When the job process hit around the 1GB of RAM mark it soon aborts - no error message given.

This is occuring when using the XML reader to parse large files and we have noticed it with a few jobs.

Anyone else experienced this behaviour?

vmcburney · Post by **vmcburney** » Tue Oct 25, 2005 6:51 pm

Yep, the XML reader is a dog. It tries to read the entire XML file as a single document in one very big text field. Very large XML files cannot be handled by the XML input stage as they run out of memory. You are better off processing it via a sequential file stage and parsing it in a transformer. You will find it wont hit a memory limit and it will run at least 100 times faster. BASIC routines can help you handle tags, stage variables can handle complex transactions by saving values between rows and building up a flat record from an XML structure.

Spent a few days doing this for some 8G plus XML files and it was worth the effort.

DataStage TX is better at XML processing then DataStage Server or Enterprise.

aartlett · Post by **aartlett** » Tue Oct 25, 2005 11:28 pm

I would have to agree about the XML reader in DS Server. Haven't trird TX.

When I last had to play with XML files, especially when I had to extract multiple files (record types) out of theone XML file we generated it externally using a script and I think it was the SAXXON XSLT. This was a Java system so we took a hit because it was Java. We tried the C++ version but the sysadmins where I was were very draconian and would allow an upgrade to some libraries, I could easily get around thos eproblems in the Java version.

I've had to support XML that is sequential files and transform processed. It is very quick but a bugger to handle changes (I think it is yours I'm supporting Vince).

I hold to the maxims: Data Stage is not ETL, PX is not Data Stage. Use the best tool for the job. I get in a bit of trouble sometimes, but generally I get the support for this.

vmcburney · Post by **vmcburney** » Tue Oct 25, 2005 11:35 pm

That's the drawback, sequential file processing is fast but it can be hard to support, especially if you need to change or add XML elements.

vmcburney · Post by **vmcburney** » Wed Oct 26, 2005 3:10 am

So how do people feel about large repeating XML files? Seems to me a misuse of the format. An XML file with one million repeating records also holds one million duplicate definitions of those records which take up as much if not more space then the data itself. Is this incorrect use of XML? Should the data source be producing these volumes in a delimited of complex flat file format? XML seems ideal for small complex real time transactions but a big pain for large batch processing.

I know at the project Andrew and I worked on they probably would have saved a lot more time and money rewriting the code that produced the XML to produce delimited files, saved a heap of disk space, built all the jobs in a fraction of the time and saved a heap of money.

chulett · Post by **chulett** » Wed Oct 26, 2005 7:00 am

If there is a choice in the matter, then I whole-heartedly agree with you Vince.
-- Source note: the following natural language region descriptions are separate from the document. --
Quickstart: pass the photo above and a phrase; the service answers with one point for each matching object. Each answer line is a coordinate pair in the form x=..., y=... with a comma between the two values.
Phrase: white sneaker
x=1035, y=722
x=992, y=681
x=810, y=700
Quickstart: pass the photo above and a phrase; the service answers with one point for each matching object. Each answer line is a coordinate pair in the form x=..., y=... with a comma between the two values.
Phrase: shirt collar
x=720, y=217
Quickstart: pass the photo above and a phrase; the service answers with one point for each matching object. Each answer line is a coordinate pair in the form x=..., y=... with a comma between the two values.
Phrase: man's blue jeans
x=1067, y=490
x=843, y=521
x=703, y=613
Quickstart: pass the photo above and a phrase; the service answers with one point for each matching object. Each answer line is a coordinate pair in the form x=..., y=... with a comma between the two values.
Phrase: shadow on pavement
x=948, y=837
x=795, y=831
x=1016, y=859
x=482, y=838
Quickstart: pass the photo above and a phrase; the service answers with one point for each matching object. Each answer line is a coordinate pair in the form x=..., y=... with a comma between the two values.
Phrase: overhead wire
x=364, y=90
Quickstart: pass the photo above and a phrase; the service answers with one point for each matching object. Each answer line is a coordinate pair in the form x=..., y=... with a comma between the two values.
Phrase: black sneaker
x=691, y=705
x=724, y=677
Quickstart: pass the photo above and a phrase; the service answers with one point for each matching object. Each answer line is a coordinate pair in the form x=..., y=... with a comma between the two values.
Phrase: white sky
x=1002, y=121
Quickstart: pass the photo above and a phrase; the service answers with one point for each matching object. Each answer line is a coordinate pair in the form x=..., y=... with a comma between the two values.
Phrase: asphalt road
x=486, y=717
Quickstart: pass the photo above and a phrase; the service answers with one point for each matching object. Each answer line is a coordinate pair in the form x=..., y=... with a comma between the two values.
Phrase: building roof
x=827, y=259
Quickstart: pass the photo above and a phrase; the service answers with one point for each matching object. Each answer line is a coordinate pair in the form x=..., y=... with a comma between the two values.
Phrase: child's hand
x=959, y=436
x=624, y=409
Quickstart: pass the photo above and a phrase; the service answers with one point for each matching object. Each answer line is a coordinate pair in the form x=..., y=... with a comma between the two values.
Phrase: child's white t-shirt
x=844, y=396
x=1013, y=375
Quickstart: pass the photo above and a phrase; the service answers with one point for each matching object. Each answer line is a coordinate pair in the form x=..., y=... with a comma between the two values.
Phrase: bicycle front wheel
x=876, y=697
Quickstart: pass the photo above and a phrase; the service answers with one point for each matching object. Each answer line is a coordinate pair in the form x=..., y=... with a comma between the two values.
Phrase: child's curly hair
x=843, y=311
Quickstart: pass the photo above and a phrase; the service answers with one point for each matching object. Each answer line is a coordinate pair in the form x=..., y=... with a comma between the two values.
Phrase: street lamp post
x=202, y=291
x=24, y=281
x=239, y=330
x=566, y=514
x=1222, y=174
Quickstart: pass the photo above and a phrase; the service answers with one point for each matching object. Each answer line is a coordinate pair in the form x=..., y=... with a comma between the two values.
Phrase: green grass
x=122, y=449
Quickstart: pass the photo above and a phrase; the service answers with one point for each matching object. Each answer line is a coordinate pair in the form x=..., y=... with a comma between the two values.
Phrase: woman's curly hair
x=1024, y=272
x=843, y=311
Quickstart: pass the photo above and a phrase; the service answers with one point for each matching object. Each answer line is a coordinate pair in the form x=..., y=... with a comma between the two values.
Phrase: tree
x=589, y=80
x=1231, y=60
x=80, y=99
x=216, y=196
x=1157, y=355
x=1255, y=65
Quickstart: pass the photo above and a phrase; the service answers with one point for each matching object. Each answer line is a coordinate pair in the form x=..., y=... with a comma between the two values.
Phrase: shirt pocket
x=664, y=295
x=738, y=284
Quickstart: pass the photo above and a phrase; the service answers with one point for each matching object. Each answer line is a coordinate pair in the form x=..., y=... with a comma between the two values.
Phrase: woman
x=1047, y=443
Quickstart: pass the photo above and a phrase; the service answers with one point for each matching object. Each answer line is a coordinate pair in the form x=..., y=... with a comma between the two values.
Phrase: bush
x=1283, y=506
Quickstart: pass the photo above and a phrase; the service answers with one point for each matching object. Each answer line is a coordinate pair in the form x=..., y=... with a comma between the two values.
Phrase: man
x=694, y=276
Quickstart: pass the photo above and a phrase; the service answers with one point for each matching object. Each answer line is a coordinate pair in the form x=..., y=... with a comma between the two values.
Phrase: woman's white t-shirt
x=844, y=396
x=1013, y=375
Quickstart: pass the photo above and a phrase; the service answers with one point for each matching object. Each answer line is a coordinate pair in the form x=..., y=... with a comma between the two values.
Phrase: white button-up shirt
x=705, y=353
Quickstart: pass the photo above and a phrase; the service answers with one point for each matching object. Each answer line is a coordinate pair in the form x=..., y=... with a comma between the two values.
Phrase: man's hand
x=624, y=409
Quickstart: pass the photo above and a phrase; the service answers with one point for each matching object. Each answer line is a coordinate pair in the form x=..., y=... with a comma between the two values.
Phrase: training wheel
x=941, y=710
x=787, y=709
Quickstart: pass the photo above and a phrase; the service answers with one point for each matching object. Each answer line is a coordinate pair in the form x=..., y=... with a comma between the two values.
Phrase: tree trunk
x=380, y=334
However, in my recent introduction to the Wonderful World of XML there was no choice given - feeds in and out to business partners like Yahoo and other search engines, build this huge zillion row XML file, read this huge zillion row XML file. Yark.
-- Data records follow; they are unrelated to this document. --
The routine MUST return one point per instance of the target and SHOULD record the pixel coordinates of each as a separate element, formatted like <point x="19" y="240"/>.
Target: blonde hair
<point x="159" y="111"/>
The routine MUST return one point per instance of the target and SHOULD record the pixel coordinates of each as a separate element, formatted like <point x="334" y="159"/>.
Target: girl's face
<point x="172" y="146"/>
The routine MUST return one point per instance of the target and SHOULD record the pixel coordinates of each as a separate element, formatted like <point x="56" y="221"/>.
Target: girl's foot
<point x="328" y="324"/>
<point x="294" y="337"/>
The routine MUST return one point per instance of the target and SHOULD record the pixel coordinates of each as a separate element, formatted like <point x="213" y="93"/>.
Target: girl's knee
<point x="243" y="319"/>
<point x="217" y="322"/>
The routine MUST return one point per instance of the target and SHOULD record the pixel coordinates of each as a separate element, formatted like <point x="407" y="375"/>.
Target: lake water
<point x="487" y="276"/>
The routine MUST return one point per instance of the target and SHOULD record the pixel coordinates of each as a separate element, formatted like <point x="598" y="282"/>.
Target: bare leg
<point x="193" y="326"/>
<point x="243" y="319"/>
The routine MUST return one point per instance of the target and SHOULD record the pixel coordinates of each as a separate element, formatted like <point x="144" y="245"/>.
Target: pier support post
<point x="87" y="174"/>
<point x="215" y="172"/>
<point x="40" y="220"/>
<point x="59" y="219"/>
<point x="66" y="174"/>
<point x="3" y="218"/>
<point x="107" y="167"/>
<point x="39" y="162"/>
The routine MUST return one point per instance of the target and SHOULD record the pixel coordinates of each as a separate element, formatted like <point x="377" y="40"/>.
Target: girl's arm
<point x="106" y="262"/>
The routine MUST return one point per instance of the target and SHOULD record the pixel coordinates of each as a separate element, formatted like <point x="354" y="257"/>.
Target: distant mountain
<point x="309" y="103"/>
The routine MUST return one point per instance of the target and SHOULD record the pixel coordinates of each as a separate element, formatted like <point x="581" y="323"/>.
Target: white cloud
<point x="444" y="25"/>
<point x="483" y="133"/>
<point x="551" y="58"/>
Starting to do smaller 'payloads' of XML for RTI/SOA jobs as well, but right now we've been having fun dealing with something that would have worked more better as a flat file IMHO, but since XML is The Way Things Should Be Done nowadays...
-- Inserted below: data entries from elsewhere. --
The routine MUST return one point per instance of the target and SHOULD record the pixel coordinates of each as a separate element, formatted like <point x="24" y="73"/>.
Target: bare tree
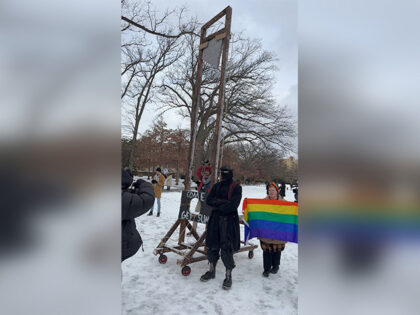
<point x="131" y="14"/>
<point x="144" y="57"/>
<point x="252" y="115"/>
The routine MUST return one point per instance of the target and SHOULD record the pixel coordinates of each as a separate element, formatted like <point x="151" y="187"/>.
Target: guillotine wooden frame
<point x="183" y="223"/>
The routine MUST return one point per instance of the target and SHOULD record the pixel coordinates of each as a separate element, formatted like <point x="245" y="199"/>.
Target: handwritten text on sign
<point x="184" y="211"/>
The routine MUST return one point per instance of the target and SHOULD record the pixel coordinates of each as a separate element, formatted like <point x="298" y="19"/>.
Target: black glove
<point x="137" y="183"/>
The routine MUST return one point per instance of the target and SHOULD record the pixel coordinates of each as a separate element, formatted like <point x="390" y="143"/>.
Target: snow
<point x="152" y="288"/>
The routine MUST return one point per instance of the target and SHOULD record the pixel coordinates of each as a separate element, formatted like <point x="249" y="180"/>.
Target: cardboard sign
<point x="184" y="211"/>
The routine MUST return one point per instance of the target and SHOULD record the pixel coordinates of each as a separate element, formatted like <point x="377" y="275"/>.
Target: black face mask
<point x="227" y="175"/>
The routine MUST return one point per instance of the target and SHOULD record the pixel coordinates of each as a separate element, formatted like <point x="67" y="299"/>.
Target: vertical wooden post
<point x="221" y="100"/>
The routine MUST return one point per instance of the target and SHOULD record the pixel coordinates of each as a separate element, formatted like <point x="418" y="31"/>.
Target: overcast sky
<point x="272" y="21"/>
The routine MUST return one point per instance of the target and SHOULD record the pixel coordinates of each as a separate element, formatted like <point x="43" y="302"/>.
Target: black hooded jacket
<point x="134" y="203"/>
<point x="223" y="225"/>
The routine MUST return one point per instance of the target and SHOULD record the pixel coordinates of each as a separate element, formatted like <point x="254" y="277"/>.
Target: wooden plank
<point x="221" y="36"/>
<point x="216" y="18"/>
<point x="203" y="45"/>
<point x="193" y="232"/>
<point x="220" y="102"/>
<point x="198" y="244"/>
<point x="211" y="36"/>
<point x="167" y="236"/>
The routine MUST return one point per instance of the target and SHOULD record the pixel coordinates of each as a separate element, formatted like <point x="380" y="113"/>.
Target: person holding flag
<point x="272" y="248"/>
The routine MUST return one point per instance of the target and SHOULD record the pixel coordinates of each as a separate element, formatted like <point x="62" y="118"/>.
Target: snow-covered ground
<point x="152" y="288"/>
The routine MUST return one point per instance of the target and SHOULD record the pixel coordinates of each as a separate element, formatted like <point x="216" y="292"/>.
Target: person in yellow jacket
<point x="158" y="182"/>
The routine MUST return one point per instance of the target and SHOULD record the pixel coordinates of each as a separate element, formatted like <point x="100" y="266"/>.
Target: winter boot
<point x="211" y="274"/>
<point x="227" y="283"/>
<point x="275" y="261"/>
<point x="267" y="261"/>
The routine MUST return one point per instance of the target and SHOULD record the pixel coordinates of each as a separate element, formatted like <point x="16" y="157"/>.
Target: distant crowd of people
<point x="223" y="233"/>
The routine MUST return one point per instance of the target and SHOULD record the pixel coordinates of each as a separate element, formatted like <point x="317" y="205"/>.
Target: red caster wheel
<point x="186" y="271"/>
<point x="163" y="259"/>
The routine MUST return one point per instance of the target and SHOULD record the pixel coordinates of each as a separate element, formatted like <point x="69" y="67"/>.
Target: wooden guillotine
<point x="210" y="48"/>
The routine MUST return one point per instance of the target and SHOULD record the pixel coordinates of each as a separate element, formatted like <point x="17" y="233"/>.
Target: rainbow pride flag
<point x="275" y="219"/>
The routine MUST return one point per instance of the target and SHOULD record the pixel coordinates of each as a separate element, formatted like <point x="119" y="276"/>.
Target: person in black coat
<point x="135" y="201"/>
<point x="223" y="227"/>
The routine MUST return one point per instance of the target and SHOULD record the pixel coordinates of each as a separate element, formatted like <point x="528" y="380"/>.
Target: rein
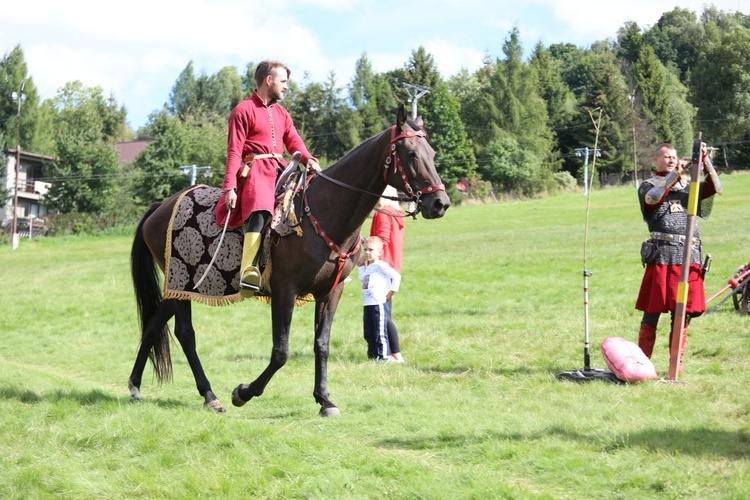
<point x="392" y="159"/>
<point x="342" y="257"/>
<point x="398" y="168"/>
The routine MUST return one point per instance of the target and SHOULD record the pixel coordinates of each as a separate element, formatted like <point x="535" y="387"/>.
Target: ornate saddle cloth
<point x="192" y="240"/>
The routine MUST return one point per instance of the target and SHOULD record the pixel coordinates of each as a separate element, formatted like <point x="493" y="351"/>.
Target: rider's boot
<point x="250" y="274"/>
<point x="646" y="339"/>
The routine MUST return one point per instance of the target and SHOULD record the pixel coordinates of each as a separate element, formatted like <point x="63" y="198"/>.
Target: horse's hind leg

aartlett · Post by **aartlett** » Wed Oct 26, 2005 6:57 pm

One of the problems with the XML we are getting, and anyone who has processed weblog data will know, is the amount of redundant and non-required information. We are trying to get the source system to provide us with the data in a simple flat file.

One problem we had was that the originating source changed the tag for email links. They neglected to pass this down the line, who needed to know anyway

and we stopped getting the data we needed. If they had provided flat files, a change to their xml wouldn't have effected us and all would be happy and I wouldn't be trying to modify Vince's code

.

One advantage of XML is that if the file format changes (new fields are added) the XSLT will ignore them as they haven't been asked to be extracted. This is what happened at my last gig. The source changed the feed and we had zero impact until we decided we wanted to use the fields

vmcburney · Post by **vmcburney** » Wed Oct 26, 2005 7:18 pm

The standard web log reader rocks, you could churn through a big web log in no time with all the handy routines that come with the web log import such as URL parsers. It's when you need non-standard browse and click event event information from your web site that you get into trouble.